Which patients should be biopsied? Kararizou and coworkers conclude that biopsies should be "routinely performed" in all patients with unexplained polyneuropathies, "when noninvasive methods have been ineffective." This recommendation is certain to provoke controversy. The approach of most neuromuscular clinicians is more selective, considering the low yield of nerve biopsies in patients with indolent DSPN and potential side effects of the procedure: permanent sensory loss in 100%; chronic pain in up to 76% (mean 28% in published studies); and wound infections in 7%10,18-20. Nerve biopsy is more likely to yield vasculitis in patients with asymmetries, significant motor involvement, prominent pain, acutely relapsing courses, progressive deficits over several months, or laboratory markers of systemic inflammation.

Many activated cytotoxic T lymphocytes (CTL) are found in the epineurium of patients with NSVN, implicating T cell-mediated cytotoxicity in the pathogenesis of this disorder11,21. In this model, disease-specific, autoreactive T cells are recruited to the PNS and activated by self-glycolipid antigens presented by endothelial or Schwann cells and various costimulatory molecules, maturing into CTL that damage target cells in epineurial vessels, abetted by toxic oxygen free radicals, nitric oxide, cytotoxic cytokines, prostaglandins, and matrix metalloproteinases released by activated T cells and macrophages11. In agreement with previous reports, Kararizou, et al found immunoglobulin deposits in epineurial vessel walls in 18/22 of their patients and C3 deposits in 17/22, but consistent with the only other study to address this issue16, deposits were restricted to intensely inflamed vessels and thus were potentially nonspecific (related to breakdown of the blood-nerve barrier).

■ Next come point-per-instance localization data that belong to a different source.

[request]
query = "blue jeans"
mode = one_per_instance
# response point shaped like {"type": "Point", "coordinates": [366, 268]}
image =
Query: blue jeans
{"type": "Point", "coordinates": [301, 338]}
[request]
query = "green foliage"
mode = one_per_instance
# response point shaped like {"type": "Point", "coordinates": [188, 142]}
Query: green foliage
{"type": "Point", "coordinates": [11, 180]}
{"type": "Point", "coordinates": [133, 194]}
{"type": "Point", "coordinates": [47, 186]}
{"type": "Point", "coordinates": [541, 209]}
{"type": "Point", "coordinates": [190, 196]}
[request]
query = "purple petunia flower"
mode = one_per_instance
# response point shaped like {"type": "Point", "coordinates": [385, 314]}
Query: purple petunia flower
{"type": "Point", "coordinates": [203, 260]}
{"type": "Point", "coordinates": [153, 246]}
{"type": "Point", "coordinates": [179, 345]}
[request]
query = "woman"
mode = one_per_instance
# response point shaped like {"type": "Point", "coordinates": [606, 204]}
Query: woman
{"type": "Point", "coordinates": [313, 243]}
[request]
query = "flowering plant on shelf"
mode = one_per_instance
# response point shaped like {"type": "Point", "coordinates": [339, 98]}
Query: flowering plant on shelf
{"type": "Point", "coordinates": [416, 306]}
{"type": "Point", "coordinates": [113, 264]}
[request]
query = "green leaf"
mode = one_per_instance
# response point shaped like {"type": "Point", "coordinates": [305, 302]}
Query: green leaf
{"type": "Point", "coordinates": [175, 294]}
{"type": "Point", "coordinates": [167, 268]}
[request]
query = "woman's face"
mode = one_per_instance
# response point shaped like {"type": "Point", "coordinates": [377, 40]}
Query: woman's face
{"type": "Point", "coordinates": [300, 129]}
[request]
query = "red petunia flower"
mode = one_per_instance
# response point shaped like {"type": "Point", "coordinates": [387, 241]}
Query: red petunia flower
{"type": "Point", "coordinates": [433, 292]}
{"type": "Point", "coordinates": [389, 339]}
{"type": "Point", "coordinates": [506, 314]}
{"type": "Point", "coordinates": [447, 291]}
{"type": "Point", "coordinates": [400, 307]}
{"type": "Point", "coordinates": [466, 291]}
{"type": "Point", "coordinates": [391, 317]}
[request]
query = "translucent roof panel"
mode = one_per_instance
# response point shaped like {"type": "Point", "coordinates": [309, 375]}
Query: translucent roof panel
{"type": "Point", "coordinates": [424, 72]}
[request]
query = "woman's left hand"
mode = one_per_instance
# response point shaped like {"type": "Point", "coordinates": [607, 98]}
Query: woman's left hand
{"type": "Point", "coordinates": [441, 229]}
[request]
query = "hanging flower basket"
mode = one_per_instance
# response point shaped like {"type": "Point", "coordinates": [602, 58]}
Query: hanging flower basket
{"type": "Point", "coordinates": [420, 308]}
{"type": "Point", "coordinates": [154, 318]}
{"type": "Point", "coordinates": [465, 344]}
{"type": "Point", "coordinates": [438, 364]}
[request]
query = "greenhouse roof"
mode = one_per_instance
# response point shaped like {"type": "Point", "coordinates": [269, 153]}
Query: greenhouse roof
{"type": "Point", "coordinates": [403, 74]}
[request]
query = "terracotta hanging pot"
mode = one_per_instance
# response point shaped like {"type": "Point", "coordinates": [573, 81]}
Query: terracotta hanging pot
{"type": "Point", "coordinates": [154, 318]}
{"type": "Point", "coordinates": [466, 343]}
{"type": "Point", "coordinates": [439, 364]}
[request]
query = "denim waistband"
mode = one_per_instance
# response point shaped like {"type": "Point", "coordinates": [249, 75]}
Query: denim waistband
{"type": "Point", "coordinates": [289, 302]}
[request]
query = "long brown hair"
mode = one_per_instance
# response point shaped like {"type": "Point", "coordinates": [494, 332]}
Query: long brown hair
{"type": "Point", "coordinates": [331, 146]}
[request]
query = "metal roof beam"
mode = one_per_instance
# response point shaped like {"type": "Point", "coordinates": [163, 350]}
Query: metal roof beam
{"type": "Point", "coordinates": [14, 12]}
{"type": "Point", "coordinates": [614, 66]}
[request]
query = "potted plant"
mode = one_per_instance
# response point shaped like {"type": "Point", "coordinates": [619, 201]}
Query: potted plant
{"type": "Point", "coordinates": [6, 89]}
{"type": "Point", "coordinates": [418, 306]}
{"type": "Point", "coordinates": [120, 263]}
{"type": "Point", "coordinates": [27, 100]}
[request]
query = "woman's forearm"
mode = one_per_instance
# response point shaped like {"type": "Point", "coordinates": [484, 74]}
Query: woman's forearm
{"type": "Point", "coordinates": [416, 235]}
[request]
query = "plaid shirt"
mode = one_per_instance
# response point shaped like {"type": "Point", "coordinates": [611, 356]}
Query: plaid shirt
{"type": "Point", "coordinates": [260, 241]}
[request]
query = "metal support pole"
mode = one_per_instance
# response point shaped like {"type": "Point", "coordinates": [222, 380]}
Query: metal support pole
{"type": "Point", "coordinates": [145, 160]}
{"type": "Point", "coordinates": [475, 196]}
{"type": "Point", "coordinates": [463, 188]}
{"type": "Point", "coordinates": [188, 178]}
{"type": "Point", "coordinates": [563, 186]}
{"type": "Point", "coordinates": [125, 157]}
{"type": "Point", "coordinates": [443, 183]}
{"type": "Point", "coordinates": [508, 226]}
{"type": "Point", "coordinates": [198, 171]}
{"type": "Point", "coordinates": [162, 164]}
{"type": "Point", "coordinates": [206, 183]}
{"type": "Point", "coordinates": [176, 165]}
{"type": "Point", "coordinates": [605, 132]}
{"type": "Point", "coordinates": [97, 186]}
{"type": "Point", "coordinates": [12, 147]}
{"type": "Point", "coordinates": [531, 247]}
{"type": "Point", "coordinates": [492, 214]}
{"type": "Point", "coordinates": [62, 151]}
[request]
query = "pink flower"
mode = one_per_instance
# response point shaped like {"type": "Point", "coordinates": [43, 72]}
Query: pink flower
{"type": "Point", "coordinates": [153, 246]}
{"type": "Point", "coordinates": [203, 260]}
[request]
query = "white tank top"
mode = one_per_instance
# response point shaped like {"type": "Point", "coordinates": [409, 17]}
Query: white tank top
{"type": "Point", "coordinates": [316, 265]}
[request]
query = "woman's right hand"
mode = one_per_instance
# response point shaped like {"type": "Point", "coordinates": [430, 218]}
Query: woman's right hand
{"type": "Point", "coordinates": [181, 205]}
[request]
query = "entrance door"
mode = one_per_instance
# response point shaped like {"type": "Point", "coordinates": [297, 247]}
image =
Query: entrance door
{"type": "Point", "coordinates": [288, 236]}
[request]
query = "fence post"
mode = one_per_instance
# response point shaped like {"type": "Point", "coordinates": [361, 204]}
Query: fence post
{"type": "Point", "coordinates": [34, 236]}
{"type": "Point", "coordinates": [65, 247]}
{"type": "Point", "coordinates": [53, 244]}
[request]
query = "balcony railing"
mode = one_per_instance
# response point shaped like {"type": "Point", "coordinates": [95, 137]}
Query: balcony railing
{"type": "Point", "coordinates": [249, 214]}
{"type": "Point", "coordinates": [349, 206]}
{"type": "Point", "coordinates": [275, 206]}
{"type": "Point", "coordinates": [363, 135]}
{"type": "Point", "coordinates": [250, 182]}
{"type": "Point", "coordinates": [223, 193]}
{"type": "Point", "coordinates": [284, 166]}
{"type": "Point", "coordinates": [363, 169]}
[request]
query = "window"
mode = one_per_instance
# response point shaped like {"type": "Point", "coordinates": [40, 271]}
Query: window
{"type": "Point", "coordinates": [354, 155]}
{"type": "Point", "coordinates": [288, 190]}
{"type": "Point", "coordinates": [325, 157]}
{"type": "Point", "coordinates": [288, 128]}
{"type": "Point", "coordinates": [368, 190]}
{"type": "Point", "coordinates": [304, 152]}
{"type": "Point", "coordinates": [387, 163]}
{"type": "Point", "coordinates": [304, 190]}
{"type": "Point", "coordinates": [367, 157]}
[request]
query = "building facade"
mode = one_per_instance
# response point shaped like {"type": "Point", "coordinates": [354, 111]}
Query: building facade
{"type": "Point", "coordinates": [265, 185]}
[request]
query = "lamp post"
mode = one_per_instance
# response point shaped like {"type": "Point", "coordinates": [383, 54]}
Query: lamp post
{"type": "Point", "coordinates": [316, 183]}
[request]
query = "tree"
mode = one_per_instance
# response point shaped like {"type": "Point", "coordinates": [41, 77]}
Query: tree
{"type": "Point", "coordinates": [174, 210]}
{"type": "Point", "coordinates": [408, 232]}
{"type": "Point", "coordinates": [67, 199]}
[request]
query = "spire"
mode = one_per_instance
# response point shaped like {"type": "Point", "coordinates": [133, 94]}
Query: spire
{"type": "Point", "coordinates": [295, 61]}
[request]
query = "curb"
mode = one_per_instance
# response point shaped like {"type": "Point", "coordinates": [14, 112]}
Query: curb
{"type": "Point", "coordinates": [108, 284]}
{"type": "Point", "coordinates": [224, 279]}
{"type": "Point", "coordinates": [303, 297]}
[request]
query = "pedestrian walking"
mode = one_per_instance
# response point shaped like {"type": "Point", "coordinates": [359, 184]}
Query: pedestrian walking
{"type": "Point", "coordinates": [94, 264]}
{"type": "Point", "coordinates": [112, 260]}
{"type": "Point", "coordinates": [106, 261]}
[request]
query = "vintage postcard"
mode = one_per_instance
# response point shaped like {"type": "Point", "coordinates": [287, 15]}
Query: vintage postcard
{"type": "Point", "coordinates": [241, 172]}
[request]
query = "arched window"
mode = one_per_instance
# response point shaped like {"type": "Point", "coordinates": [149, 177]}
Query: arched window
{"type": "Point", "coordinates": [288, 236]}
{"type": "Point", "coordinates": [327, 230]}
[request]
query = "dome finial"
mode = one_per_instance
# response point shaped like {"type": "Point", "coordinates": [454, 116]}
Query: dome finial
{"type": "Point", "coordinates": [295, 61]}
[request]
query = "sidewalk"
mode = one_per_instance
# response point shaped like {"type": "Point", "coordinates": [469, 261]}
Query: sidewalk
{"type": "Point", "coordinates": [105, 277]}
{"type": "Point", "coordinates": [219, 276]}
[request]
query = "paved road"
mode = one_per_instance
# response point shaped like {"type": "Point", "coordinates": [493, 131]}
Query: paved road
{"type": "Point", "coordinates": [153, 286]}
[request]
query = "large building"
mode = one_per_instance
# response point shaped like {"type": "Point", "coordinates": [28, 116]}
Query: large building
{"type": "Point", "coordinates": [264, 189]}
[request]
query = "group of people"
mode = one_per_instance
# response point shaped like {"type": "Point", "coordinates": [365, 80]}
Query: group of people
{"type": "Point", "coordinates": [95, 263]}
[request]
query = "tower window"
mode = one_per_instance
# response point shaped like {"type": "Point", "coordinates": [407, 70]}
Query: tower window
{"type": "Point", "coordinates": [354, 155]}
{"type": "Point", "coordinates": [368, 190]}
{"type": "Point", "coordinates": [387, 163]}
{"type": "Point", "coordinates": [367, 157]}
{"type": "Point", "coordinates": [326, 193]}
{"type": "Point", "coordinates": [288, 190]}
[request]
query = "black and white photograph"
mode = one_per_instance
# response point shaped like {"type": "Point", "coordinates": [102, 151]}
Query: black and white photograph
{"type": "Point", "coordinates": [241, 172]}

The paucity of B cells and polymorphonuclear leukocytes in nerve biopsies of NSVN patients offers further evidence against immune complex disease.

The natural history of NSVN is unknown. In the absence of randomized controlled trials, treatment of NSVN depends on anecdotal experience and extrapolation from systemic vasculitis trials. The "standard" immunosuppressive regimen for most systemic necrotizing vasculitides involves a combination of corticosteroids and cyclophosphamide, a protocol developed for Wegener's granulomatosis22 and since proven more effective than corticosteroid monotherapy in patients with PAN and antineutrophil cytoplasmic autoantibody-associated vasculitis with adverse prognostic factors23. Patients reported by Kararizou, et al were all initially treated with prednisone alone, the consensus approach to NSVN24. However, analysis of therapeutic responses in one 48-patient NSVN cohort showed that combination therapy was more effective than corticosteroid monotherapy in inducing remission and improving disability, with trends toward reduced relapse rate, chronic pain, and mortality10. These results are congruent with published experience in NSVN (68% of patients improved with corticosteroid monotherapy vs 86% with cyclophosphamide or combination therapy)11.

NSVN has low risk for systemic dissemination, provided no symptoms, signs, or serologic features of systemic vasculitis are identified and immunosuppressive therapy is implemented10. However, outcome is not "good" for all patients. Disease or treatment-related mortality in 2 cohorts was 10% and 13%7,10. Up to 46% of patients relapse after a sustained treatment response10. In longterm survivors, neurologic outcome is favorable, but only 15% are asymptomatic, 15–20% remain dependent, and 60% have chronic pain8,10.

In some patients, NSVN may be a limited form of systemic vasculitis whose non-PNS manifestations are aborted by treatment6. In support of this hypothesis, many clinical and laboratory features of NSVN overlap with those of the systemic vasculitides10, and nerve biopsy findings are indistinguishable16. Further, many NSVN patients have inflammatory or ischemic changes in muscle. On the other hand, some untreated patients with NSVN have PNS-restricted symptoms for years to decades5,10,12,25. As PNS tissue is highly resistant to focal ischemia, long-standing NSVN cannot be ascribed to increased PNS vulnerability to a systemic process. Instead, there must be some PNS-specific antigen perpetuating the vasculitis that beckons identification.